Une fois qu’on a cette information (et qu’on se renseigne un peu sur la portée de cette problématique dans le Pakistan moderne), on perçoit mieux certaines choses de cet épisode introductif de Jhok Sarkar. Et, de toute évidence, on comprend aussi la référence dans le nom du village !
Ainsi, le père de Noori doit d’immenses dettes à Peeral ; ce sont en fait ces ramifications qui ont de l’importance. Si Noori s’est enfuie, c’est parce qu’il a refusé sa main à Shaukat, trop pauvre pour rembourser ces fameuses dettes ; il a besoin de… bon, la série ne parle pas de « vente » mais le sous-texte est là. Dans les faits, il a besoin que Noori épouse quelqu’un qui puisse éponger ses dettes. C’est bien pour ça qu’il se présente, contrit, à Peeral, pour signaler que sa fille s’est enfuie : il vient de perdre de l’argent qui n’était même pas à lui.
Peeral a immédiatement perçu, de son côté, que l’évasion de Noori est d’une part, une menace à son autorité, et plus directement d’autre part, à ses perspectives d’être remboursé. Il n’en a rien à foutre, du père, et quant à l’honneur de celui-ci, bon, vu comment il lui parle… De ce point de vue, traiter la jeune femme comme une possession n’est pas tellement déconnant : elle constitue, à bien des égards, une possession directe comme indirecte pour lui.
Il y a une scène pendant laquelle, brièvement, Noori essaye d’expliquer cela à Shaukat. A quel point son sort est lié aux dettes de son père, et ce, depuis sa naissance : un homme qui n’a pas d’argent… a des filles à marier. Elle appartient à son père, et donc à la personne à laquelle son père doit de l’argent.
Aussi Jhok Sarkar n’est-elle pas tant une série sur le droit d’une femme à choisir son époux, que le droit d’une personne pauvre à exister hors du bon vouloir des personnes riches. C’est… eh bien, une série sur le féodalisme moderne au Pakistan.

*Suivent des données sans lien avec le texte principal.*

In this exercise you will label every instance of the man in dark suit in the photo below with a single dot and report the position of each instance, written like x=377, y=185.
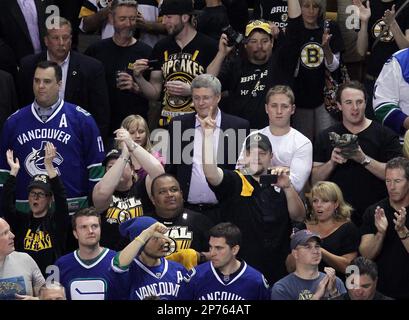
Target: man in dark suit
x=22, y=25
x=83, y=77
x=8, y=101
x=185, y=145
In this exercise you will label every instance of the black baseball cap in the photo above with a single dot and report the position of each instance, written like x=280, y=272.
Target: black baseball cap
x=178, y=7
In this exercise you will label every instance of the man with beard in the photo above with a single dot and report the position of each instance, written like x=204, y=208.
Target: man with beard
x=359, y=174
x=117, y=54
x=307, y=282
x=85, y=273
x=385, y=232
x=181, y=56
x=247, y=79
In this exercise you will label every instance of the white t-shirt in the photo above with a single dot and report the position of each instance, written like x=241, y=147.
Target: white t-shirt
x=19, y=274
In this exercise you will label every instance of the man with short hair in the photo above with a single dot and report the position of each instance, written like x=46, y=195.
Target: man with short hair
x=261, y=208
x=185, y=132
x=361, y=172
x=83, y=78
x=85, y=273
x=42, y=232
x=72, y=131
x=291, y=148
x=181, y=56
x=362, y=282
x=247, y=79
x=385, y=234
x=307, y=282
x=189, y=229
x=149, y=274
x=225, y=277
x=20, y=276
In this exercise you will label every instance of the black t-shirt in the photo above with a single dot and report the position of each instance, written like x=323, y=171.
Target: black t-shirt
x=44, y=239
x=248, y=83
x=114, y=58
x=182, y=65
x=387, y=45
x=310, y=81
x=272, y=10
x=189, y=229
x=262, y=216
x=125, y=205
x=393, y=259
x=360, y=187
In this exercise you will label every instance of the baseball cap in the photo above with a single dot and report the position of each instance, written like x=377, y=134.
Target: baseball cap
x=301, y=237
x=133, y=227
x=258, y=140
x=112, y=154
x=257, y=24
x=176, y=7
x=41, y=181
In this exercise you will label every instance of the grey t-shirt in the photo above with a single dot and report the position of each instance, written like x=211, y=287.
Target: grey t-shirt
x=19, y=274
x=293, y=287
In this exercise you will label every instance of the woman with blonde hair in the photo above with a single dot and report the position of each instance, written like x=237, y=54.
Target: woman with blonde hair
x=139, y=131
x=330, y=218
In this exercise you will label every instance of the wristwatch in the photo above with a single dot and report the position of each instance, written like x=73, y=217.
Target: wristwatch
x=366, y=161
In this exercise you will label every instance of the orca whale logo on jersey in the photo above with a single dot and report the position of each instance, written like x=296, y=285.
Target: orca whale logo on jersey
x=34, y=162
x=170, y=246
x=312, y=55
x=380, y=27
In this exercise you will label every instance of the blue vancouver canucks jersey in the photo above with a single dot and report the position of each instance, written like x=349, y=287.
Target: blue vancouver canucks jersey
x=90, y=282
x=75, y=135
x=204, y=283
x=161, y=281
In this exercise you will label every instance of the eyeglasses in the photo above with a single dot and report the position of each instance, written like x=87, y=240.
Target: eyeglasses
x=40, y=194
x=205, y=99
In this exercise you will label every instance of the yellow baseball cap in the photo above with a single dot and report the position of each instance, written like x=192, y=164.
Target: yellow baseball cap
x=257, y=24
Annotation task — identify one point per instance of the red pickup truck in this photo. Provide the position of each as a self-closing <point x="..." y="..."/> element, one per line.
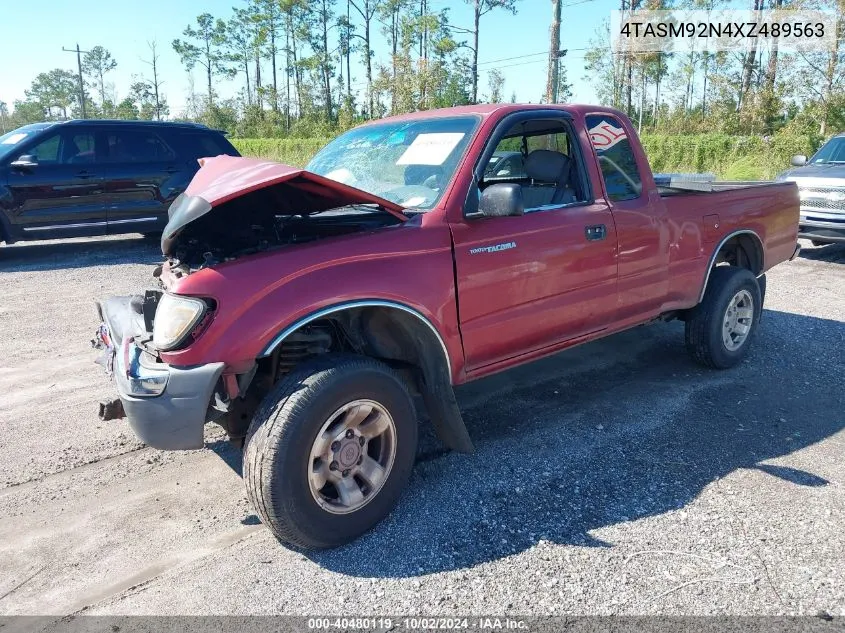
<point x="302" y="309"/>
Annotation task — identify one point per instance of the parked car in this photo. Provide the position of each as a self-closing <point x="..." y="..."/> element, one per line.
<point x="301" y="308"/>
<point x="821" y="187"/>
<point x="81" y="178"/>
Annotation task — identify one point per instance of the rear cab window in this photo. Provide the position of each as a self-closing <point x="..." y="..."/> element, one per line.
<point x="616" y="157"/>
<point x="537" y="153"/>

Quand on regarde l’épisode à travers ce prisme, on comprend que cette histoire d’honneur est plus une fable qu’on raconte aux villageois pour leur faire prendre les armes, qu’une véritable valeur à laquelle tout le monde croit. Qu’il y a une influence culturelle qui se joue, en plus d’une influence financière (la fameuse récompense en monnaie sonnante et trébuchante promise à quiconque met la main sur les deux amoureuses), et qu’en fait la première découle de la première. Qu’il y a toutes sortes de mécanismes par lesquels la toute-puissance de Peeral ne saurait être contestée, et quand bien même on le voudrait qu’on ne le pourrait pas ! Certainement pas avec une police qui répond aux ordres du suzerain local. Par conséquent, on perçoit mieux le rôle plus vaste que s’apprête à jouer ASP Arsalan dans cette situation.
Sûrement qu’on ne perçoit, même avec ces éléments de contexte, pas toutes les nuances. Mais suffisamment pour sortir des stéréotypes et interprétations de surface, en tout cas. On ne répare pas les fossés culturels sur la base de seulement deux séries… mais enfin, ça permet au moins de ne pas passer à côté de ce qui se joue dramatiquement. Pour aujourd’hui, c’est déjà bien.
Je viens de me réveiller, donc je n’ai pas grand-chose à raconter, surtout que j’ai encore moins d’expérience de la télé pakistanaise que toi, mais je voulais laisser un commentaire pour te remercier de l’article et lde ‘éducation sur l’histoire télévisuelle au Pakistan. Et aussi je savais pas que la comédie musicale des Misérables (si c’est bien celle de Broadway ?) avait été traduite en français, donc j’apprends plein de choses u.u
Alors, fun fact additionnel, en fait la comédie musicale a été créée en français !
😮 Je ne savais pas ! J’apprends plein de choses !
Haha, heureuse de parler de comédies musicales ! Ce qui ne m’arrive plus très souvent.